Prolonged progestin (quingestanol) therapy of menopausal diabetic women.

1974 
: The reduction of high serum LH levels toward or to normal in diabetic women in the menopausal range recorded during the first year of treatment with a synthetic progestin, 17-alpha-ethynyl-19-nortestosterone acetate, 3-cyclopentylenol ether (quingestanol acetate), was maintained during the second and third years of daily ingestion of this steroid. Normal LH and normal or high FSH levels prior to therapy were not affected. Other endocrine indices, including serum PBI and T4, plasma 11(OH) corticosteroids, serum growth hormone titers, insulin responses to oral glucose, and urinary excretion of 17-ketosteroids, Porter-Silber chromogens, and 11-desoxycortisol metabolites, estrogens, and creatinine remained relatively unchanged during quingestanol therapy. At the 36th month of treatment, a small increase in fasting blood glucose levels with greater hypoglycemia after oral carbohydrate was noted, but this probably reflected the natural history of treated diabetes mellitus. The decrease in urinary steroid responses to partial blockade of adrenal 11-beta hydroxylase by metyrapone observed in the 12th month of quingestanol therapy was not evident at the end of 24 and 36 months of treatment.
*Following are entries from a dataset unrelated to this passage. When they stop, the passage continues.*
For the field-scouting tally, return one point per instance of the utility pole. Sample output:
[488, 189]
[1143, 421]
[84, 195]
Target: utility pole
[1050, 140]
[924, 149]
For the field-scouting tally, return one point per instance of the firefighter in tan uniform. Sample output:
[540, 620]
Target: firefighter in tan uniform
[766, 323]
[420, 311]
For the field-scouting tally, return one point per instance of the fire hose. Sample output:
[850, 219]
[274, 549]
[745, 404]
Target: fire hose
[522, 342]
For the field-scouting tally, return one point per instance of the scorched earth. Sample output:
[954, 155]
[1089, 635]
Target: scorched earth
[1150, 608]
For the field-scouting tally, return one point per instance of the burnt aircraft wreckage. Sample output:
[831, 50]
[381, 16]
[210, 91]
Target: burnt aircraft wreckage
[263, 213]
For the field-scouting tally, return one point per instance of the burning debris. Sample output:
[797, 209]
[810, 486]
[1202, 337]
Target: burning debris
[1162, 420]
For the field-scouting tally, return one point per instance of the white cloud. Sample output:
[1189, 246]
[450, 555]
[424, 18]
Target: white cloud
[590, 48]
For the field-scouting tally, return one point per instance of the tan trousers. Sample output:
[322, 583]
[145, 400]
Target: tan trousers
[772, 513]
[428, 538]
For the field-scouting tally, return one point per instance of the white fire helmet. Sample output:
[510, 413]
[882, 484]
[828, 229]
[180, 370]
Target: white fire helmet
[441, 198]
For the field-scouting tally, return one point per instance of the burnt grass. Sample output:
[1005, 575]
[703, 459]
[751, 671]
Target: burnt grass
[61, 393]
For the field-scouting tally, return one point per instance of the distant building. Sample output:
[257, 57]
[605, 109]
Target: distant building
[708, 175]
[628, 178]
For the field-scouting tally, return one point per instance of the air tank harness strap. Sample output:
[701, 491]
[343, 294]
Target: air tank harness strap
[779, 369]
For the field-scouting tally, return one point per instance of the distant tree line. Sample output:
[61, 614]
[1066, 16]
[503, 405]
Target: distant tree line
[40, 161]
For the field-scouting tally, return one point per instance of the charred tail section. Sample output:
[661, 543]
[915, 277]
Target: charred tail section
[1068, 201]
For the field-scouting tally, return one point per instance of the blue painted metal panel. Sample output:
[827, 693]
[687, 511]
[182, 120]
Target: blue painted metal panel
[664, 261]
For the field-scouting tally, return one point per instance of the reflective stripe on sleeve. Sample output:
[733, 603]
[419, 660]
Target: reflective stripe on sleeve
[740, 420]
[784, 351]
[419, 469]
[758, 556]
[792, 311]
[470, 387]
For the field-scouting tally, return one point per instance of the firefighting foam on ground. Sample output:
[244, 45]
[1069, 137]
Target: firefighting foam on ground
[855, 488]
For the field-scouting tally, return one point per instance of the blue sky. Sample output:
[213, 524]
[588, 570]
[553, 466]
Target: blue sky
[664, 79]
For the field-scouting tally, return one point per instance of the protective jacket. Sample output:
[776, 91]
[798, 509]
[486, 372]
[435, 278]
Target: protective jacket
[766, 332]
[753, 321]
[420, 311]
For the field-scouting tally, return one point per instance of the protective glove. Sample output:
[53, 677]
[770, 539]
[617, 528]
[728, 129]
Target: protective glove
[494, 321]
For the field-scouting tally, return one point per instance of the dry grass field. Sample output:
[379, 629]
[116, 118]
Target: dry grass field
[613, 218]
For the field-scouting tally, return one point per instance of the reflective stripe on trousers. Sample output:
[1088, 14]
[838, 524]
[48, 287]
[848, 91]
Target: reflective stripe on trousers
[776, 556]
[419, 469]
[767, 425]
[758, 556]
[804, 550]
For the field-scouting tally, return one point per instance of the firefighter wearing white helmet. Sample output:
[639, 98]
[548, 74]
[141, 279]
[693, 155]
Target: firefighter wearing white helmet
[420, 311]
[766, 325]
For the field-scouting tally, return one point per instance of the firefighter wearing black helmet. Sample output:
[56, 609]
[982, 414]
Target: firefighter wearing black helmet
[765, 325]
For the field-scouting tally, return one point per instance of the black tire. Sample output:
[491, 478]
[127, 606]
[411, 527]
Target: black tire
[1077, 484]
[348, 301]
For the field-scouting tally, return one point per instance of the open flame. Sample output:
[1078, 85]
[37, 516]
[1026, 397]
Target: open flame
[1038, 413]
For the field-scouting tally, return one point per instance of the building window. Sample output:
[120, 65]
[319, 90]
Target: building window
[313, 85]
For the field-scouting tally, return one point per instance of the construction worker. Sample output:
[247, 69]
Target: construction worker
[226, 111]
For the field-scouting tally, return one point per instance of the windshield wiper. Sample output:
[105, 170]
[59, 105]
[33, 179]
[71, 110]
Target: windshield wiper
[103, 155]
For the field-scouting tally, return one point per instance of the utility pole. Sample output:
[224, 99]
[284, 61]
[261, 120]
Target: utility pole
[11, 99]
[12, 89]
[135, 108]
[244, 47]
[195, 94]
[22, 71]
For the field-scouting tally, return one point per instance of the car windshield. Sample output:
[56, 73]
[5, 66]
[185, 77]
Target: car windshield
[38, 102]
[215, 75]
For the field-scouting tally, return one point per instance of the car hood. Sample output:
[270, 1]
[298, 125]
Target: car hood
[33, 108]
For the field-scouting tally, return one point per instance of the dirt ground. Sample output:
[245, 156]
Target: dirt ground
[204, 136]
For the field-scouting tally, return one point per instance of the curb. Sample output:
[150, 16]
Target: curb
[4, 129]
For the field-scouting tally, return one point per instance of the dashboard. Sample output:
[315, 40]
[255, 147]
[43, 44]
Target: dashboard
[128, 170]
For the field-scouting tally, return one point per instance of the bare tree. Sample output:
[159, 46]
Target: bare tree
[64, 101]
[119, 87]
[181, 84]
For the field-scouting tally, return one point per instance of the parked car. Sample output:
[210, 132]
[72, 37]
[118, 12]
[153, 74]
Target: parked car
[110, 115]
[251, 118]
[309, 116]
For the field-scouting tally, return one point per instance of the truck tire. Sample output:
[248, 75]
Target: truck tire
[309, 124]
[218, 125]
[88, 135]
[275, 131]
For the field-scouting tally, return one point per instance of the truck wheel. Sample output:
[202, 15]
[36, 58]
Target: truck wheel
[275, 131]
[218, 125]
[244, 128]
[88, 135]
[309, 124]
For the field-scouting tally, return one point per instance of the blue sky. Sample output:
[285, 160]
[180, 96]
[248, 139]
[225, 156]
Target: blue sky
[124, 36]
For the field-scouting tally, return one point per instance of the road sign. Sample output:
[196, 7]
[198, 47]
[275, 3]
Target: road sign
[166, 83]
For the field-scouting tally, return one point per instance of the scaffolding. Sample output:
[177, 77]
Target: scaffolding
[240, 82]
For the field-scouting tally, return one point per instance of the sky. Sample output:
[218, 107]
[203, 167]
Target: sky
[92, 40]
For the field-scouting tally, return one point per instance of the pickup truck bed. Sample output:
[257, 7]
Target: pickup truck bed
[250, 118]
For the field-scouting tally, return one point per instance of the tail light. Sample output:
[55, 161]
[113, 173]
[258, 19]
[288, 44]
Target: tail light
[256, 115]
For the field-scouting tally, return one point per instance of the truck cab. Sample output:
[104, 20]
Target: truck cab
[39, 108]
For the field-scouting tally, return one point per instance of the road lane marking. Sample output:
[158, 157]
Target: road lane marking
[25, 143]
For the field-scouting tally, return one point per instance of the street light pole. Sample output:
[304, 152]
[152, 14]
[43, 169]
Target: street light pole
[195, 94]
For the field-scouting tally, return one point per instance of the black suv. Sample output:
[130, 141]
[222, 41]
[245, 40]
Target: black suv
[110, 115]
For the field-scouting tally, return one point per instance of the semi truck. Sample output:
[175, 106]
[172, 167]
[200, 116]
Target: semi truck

Quingestanol therapy was associated with maintenance of the increase in serum sodium from low-normal to mid-normal concentrations noted during the first year of treatment. Serum chloride increases were less frequent. Other serum electrolytes, solutes, proteins and other nitrogenous constituents, lipids, and enzymes and formed blood elements generally fluctuated within the pre-therapy ranges. Body weight, blood pressure, pulse rate, electrocardiograms, and perception of vibrations were about the same prior to and at the completion of the three-year course of therapy. The steroid was well tolerated.